El cristianismo, por ejemplo, se basa en la idea de pecado. Sin pecado no hay redención y sin redención no hay paraíso. Por el contrario, el budista lucha por superar el sufrimiento y el dolor mediante un ciclo de muerte y renacimiento que lleva al nirvana (la liberación completa). Obviamente, el premio no es gratuito. Exige mucho trabajo y esfuerzo, meditación, yoga, zen, ayunos, sacrificios y abstinencias, cultivo de la virtud frente al vicio, un puñetero sin vivir. Y si el objetivo no se logra a la primera, si te has portado mal y has cosechado un mal karma, puedes meterte en un ciclo de eterno retorno con sucesivas muertes y reencarnaciones en ratón, mono, cucaracha o conejo. Y ya me dirán ustedes qué tiene eso de liberador. Terminar comido por un pájaro, como cobaya de una industria farmacéutica, desinsectado por un fontanero cabreado o bañado en salsa de tomate en una barbacoa no es un futuro demasiado esperanzador para nadie. Es cierto que no hay un dios castigador que le condena a uno al fuego eterno, como ocurre en las religiones teístas, pero el suplicio está en el perpetuo proceso de búsqueda (pocas cosas tan crueles como esa infinita condenación). El karma, una ley cósmica que en el budismo premia al bueno con un nirvana placentero y castiga al malvado convirtiéndolo en un cerdo o en un mosquito (condicionando cada reencarnación a los actos que hayamos cometido en nuestra vida anterior), es una idea tan aterradora como la de un diablo del Purgatorio pinchándote con un tridente en el trasero durante toda la eternidad.

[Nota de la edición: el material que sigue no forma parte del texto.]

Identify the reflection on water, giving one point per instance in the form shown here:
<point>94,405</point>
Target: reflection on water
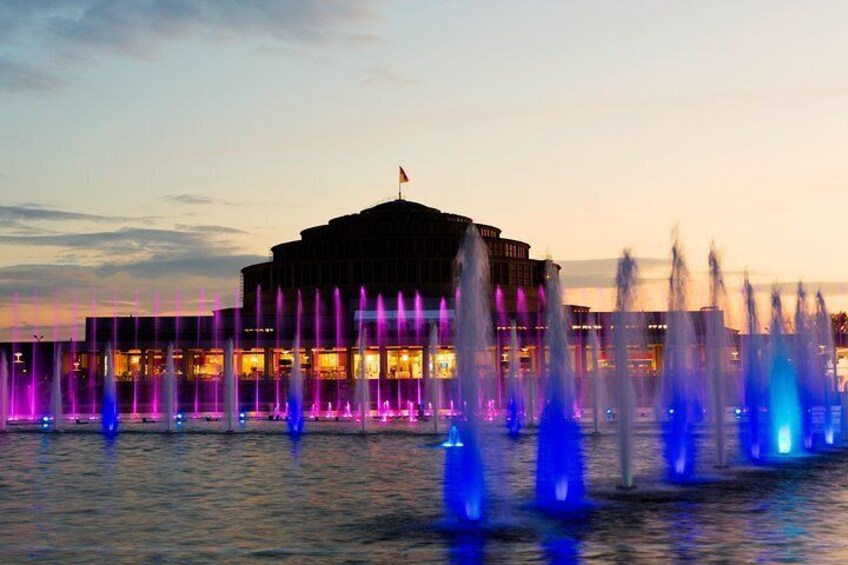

Nada nos garantiza que haciéndonos budistas seremos más perfectos e inmortales. Que se lo pregunten si no al tristemente fallecido Sánchez Dragó, que bebió de todos los manantiales orientales buscando el nirvana, la fuente de la verdad y la felicidad suprema, y como premio solo encontró el infernal neofranquismo de Vox y a un buda agresivo como Santiago Abascal. Para ese viaje no hacían falta tantas alforjas.

Bajo una sotana puede esconderse el peor de los demonios, lo estamos viendo con los múltiples casos de pederastia en el Vaticano, al igual que bajo la apariencia pacifista y cándida de un dalái tibetano puede ocultarse un señor al que le gusta que los niños se la chupen (la lengua). La condición humana suele ser la misma, ya estemos en una iglesia protestante o en un templo del Nepal. Pero curiosamente el budismo siempre ha gozado de muy buena prensa hasta ser elevado a la categoría de religión definitiva, verdadera y humana. La crisis del catolicismo, los jipis seducidos por el cuelgue de paz y amor oriental, los viajes turísticos en helicóptero a los monasterios del Himalaya, la ansiosa búsqueda del neurotizado hombre occidental por encontrar su propia identidad y la publicidad impagable que le ha regalado a esta creencia el actor Richard Gere han terminado por proyectar una imagen de religión amable, indulgente y buenrollista. Pero nada más lejos. Ahí están las virulentas guerras en el mundo budista, que haberlas haylas, las del pasado y las del presente, como esos monjes de Sri Lanka y Birmania que se han lanzado a la caza del musulmán en un sangriento Ku Klux Klan naranja. Persecuciones, fanatismo, violencia, como en toda religión.

Lo del dalái, ese abuso en público y televisado a un niño que ya jamás podrá olvidar el traumático momento en el que una húmeda serpiente entraba en su boca, viene a demostrarnos que hombres santos hay pocos. El portavoz de su santidad ha pedido perdón a la familia alegando que el gran pope es un bromista y un travieso al que a veces le da por estas cosas para tomarle el pelo al personal. Hace tiempo ya soltó una polémica guasa cuando dijo aquello de que no tendría problema en ser sucedido por una mujer, siempre que fuese “muy atractiva”. Un cachondo el tal dalái.